I risultati verranno analizzati da una giuria composta da cittadini che deciderà se ci sono gli estremi per avviare un procedimento penale. Ma l’obiettivo della Casa Bianca sarebbe quello di ricostruire una narrazione mediatica favorevole
La procuratrice generale Pam Bondi ha deciso di aprire nuove indagini sul Russiagate, per chiarire se l’ex presidente Obama, o persone della sua Amministrazione, abbiano infranto la legge durante le indagini sulle interferenze russe. Lo ha fatto cinque anni dopo la chiusura del rapporto della commissione bipartisan del Senato, che ha evidenziato la campagna di disinformazione russa volta a danneggiare la candidata democratica Hillary Clinton alle presidenziali del 2016. Alla riapertura del caso si è arrivati per via delle rivelazioni della direttrice dell’intelligence Tulsi Gabbard, che il mese scorso ha reso pubblici nuovi documenti sul tema: a suo dire, questi dimostravano un tentato colpo di stato dell’Amministrazione Obama, che avrebbe tentato di rendere da subito illegittima l’elezione di Trump, ma nessuna delle nuove informazioni sovverte i risultati della commissione bipartisan del Senato. Secondo Gabbard, infatti, Obama avrebbe saputo da subito che i russi non avevano le capacità di alterare il processo di voto della democrazia statunitense, ma avrebbe comunque dato credito alle accuse. Il punto, però, è che le indagini sulle interferenze russe non riguardavano il sovvertimento diretto del voto popolare, che non è stato mai dimostrato, ma il tentativo di minare il processo democratico attraverso cyberattacchi ai server della campagna Clinton, l’utilizzo di bot social per diffondere fake news e l’incontro a New York con alcuni esponenti della campagna Trump per dare loro materiale compromettente sull’avversaria.
Al termine delle indagini volute da Bondi, i risultati verranno analizzati da una giuria composta da cittadini, che deciderà se ci sono gli estremi per avviare un procedimento penale. Come riportato dal New York Times, Bondi ha deciso di presentare il caso a un tribunale della Florida, e non a Washington, dove si sono svolte le decisioni principali sul Russiagate in questi anni, probabilmente perché era più facile trovare giurati favorevoli alle posizioni dell’Amministrazione Trump.

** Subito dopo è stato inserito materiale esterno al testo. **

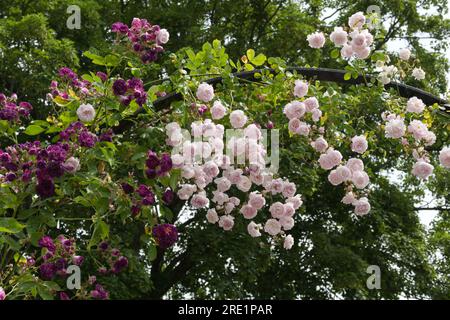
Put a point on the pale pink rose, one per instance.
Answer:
(235, 176)
(226, 222)
(404, 54)
(272, 227)
(418, 129)
(294, 125)
(347, 51)
(296, 201)
(316, 114)
(359, 144)
(311, 103)
(304, 129)
(320, 144)
(357, 20)
(294, 109)
(415, 105)
(248, 211)
(223, 184)
(211, 169)
(219, 197)
(244, 184)
(339, 36)
(212, 216)
(301, 88)
(277, 210)
(86, 113)
(162, 36)
(289, 209)
(360, 179)
(362, 206)
(395, 128)
(349, 198)
(256, 200)
(289, 189)
(444, 157)
(422, 169)
(288, 242)
(205, 92)
(344, 172)
(334, 178)
(253, 229)
(287, 222)
(199, 200)
(418, 74)
(235, 201)
(238, 118)
(218, 110)
(276, 186)
(355, 164)
(316, 40)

Nonostante le scarsissime probabilità di giungere a un processo contro un qualsiasi esponente di spicco dell’Amministrazione Obama, l’obiettivo della Casa Bianca sarebbe quello di ricostruire una narrazione mediatica favorevole: prima di una decisione della giuria, infatti, verranno rilasciati nuovi documenti, saranno chiamate persone a testimoniare, e questo potrà per qualche mese riabilitare l’idea che il Russiagate sia stato davvero una “caccia alle streghe”, come Trump afferma da sempre. Non è un caso, infatti, che Bondi abbia pre-allertato della riapertura del caso proprio Fox News, la principale rete conservatrice americana, ancora prima di annunciarlo in conferenza stampa. Per di più, un lungo dibattito su questo tema potrebbe allontanare l’interesse dal caso Jeffrey Epstein, che la Casa Bianca fatica a controllare: nei prossimi mesi su questo tema verranno chiamate a testimoniare al Congresso decine di persone, tra cui ex direttori dell’Fbi e gli stessi Bill e Hillary Clinton.
Le presunte nuove rivelazioni di Gabbard hanno ottenuto grande risalto all’interno del mondo repubblicano. I sostenitori di Trump vedono in questa riapertura la conferma del fatto che sarebbe sempre esistita una cospirazione delle alte sfere democratiche, riunite nel cosiddetto deep state, per screditare il presidente. Gabbard, poi, grazie a queste presunte scoperte ha riottenuto un ruolo centrale nell’Amministrazione, dopo essere stata marginalizzata negli ultimi mesi per via della sua contrarietà al bombardamento sull’Iran ordinato a giugno da Trump. Bondi, invece, dimostra di star dando fede alla volontà di Trump di vendicarsi dei suoi avversari politici, rendendo il dipartimento di Giustizia un braccio armato della Casa Bianca. Nel frattempo, il presidente ha dichiarato di non avere in alcun modo interferito con la decisione di riaprire le indagini, ma che comunque Obama “se lo meriterebbe”.